ECLI:NL:GHSHE:2020:405

Gerechtshof 's-Hertogenbosch

Datum uitspraak
11 februari 2020
Publicatiedatum
11 februari 2020
Zaaknummer
200.129.807_01
Instantie
Gerechtshof 's-Hertogenbosch
Type
Uitspraak
Rechtsgebied
Civiel recht; Verbintenissenrecht
Procedures
  • Hoger beroep
Vindplaatsen
  • Rechtspraak.nl
AI samenvatting door LexboostAutomatisch gegenereerd

Eindarrest na tussenarrest in Dexia zaak met bewijs van advisering en geen eigen schuld

In deze zaak, die voor het Gerechtshof 's-Hertogenbosch werd behandeld, ging het om een hoger beroep van Dexia Nederland B.V. tegen een eerdere uitspraak. De zaak betreft twee effectenleaseovereenkomsten die door de geïntimeerde in 1998 en 2001 zijn gesloten met een rechtsvoorganger van Dexia, waarbij de tussenpersoon Spaar Select B.V. betrokken was. De overeenkomsten zijn voortijdig beëindigd, wat leidde tot restschulden volgens de eindafrekeningen van Dexia. Het hof heeft in een tussenarrest van 19 maart 2019 overwogen dat de bewijslast bij de geïntimeerde ligt om aan te tonen dat de tussenpersoon hem heeft geadviseerd en dat Dexia hiervan op de hoogte was of had moeten zijn.

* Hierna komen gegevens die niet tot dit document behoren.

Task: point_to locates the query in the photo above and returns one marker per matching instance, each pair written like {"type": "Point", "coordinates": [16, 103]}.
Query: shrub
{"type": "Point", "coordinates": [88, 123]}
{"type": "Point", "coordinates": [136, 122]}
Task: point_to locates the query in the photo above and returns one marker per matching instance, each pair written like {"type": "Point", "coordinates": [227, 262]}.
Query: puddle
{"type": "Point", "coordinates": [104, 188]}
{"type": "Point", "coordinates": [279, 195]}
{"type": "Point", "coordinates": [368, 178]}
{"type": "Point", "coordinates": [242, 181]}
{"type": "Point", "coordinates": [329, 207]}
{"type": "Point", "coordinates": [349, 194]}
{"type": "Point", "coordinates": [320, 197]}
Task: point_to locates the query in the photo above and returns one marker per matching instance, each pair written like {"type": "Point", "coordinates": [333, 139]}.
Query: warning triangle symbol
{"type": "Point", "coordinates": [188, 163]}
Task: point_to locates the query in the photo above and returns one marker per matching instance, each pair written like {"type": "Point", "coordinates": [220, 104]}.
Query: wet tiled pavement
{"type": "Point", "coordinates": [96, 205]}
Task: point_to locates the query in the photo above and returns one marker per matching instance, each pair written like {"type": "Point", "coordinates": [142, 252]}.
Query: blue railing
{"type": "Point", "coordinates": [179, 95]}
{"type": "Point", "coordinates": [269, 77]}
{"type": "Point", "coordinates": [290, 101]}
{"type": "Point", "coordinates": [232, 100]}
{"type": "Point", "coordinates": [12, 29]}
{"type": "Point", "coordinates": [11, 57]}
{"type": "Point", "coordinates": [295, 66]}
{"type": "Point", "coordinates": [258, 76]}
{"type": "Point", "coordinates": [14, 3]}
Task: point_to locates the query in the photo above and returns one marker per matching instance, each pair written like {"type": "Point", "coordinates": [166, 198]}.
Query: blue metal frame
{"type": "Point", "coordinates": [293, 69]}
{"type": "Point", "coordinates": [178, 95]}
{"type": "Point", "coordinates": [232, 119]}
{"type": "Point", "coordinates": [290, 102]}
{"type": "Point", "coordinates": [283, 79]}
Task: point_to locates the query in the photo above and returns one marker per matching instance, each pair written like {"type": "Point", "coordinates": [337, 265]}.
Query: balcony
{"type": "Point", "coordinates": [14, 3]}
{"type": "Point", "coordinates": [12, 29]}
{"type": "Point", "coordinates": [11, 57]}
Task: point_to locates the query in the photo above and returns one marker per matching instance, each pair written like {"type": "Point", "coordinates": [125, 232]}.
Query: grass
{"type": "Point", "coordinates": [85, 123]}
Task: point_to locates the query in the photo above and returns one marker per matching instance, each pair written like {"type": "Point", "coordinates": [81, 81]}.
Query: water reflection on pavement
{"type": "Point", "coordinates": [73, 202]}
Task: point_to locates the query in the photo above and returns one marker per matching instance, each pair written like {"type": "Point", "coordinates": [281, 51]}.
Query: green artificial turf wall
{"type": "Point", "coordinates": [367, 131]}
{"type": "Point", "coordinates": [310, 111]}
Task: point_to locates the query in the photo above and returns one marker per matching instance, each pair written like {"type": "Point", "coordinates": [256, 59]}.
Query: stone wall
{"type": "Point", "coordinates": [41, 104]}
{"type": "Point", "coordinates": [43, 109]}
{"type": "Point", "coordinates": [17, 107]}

Tijdens het getuigenverhoor heeft de geïntimeerde verklaard dat hij gesprekken heeft gevoerd over zijn pensioenvoorziening, waarbij ook werd gesproken over aandelen. Het hof heeft vastgesteld dat er voldoende bewijs is geleverd dat Spaar Select advies heeft gegeven over beleggingen aan de geïntimeerde en dat Dexia op de hoogte was van deze advisering. Het hof heeft geconcludeerd dat de geïntimeerde in zijn bewijsopdracht is geslaagd.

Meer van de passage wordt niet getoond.